I think the problem is mainly with the package manager.
We cannot ask the administrator to be "up to date" of the issues when upgrading. For small companies where the sysadmin is the same that de dbadmin, there should not be problem. But in large IT departments sysadmins have their own problems and if you don't plan a careful communication procedure between database and general administration groups, this kind of problem will appear soon or later...
With the package it could be easy to show a warning, like apt-get and dpkg do. For example, when upgrading in debian from 8.1 to 8.3, dpkg first install 8.3 in another location, and second shows you a warning about the problems you could find during upgrade. I don't know if yum and rpm can show this type of messages...
Perhaps the problem is more with the package system (rpm and yum) that the administrator... Anyway, it's just my opinion and there are opinions for everybody.
And, of course, database admin should be aware of the problems that could surge after upgrading. So, no upgrade should be taken without knowing what is going to be updated. But this is an internal problem between the sysadmin and the dbadmin. :-)
-----Original Message-----
From: Kevin Grittner <
Kevin.Grittner@wicourts.gov>
To:
pgsql-admin@postgresql.org, Jakov Sosic <
jakov.sosic@srce.hr>
Subject: Re: [ADMIN] Yum upgrade of PostgreSQL 8.4 from to rc1 rendered dataunusable
Date: Wed, 17 Jun 2009 08:58:11 -0500
Jakov Sosic <jakov.sosic@srce.hr> wrote:
> Great thing about package managers is that they resolve all your
> dependencies, that they provide working binaries, that they install
> much faster, that they are searched for in consistent way, etc etc.

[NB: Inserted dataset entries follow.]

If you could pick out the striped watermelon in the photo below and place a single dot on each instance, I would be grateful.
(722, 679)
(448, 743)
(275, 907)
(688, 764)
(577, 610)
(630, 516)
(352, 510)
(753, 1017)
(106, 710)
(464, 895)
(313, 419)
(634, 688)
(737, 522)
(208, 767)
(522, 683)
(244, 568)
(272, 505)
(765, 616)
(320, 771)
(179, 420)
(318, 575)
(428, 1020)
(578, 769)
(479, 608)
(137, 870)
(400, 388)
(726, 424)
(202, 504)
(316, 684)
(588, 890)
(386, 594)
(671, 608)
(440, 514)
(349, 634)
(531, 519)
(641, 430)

I find that when we upgrade to a new major release of PostgreSQL, we
almost always need to have both the old and new major releases
installed at the same time. That overlap may only need to exist for a
few hours, or it may need to persist for months. Any installation
solution which doesn't support that pattern can't be used by many.
You might want to consider some way to support that.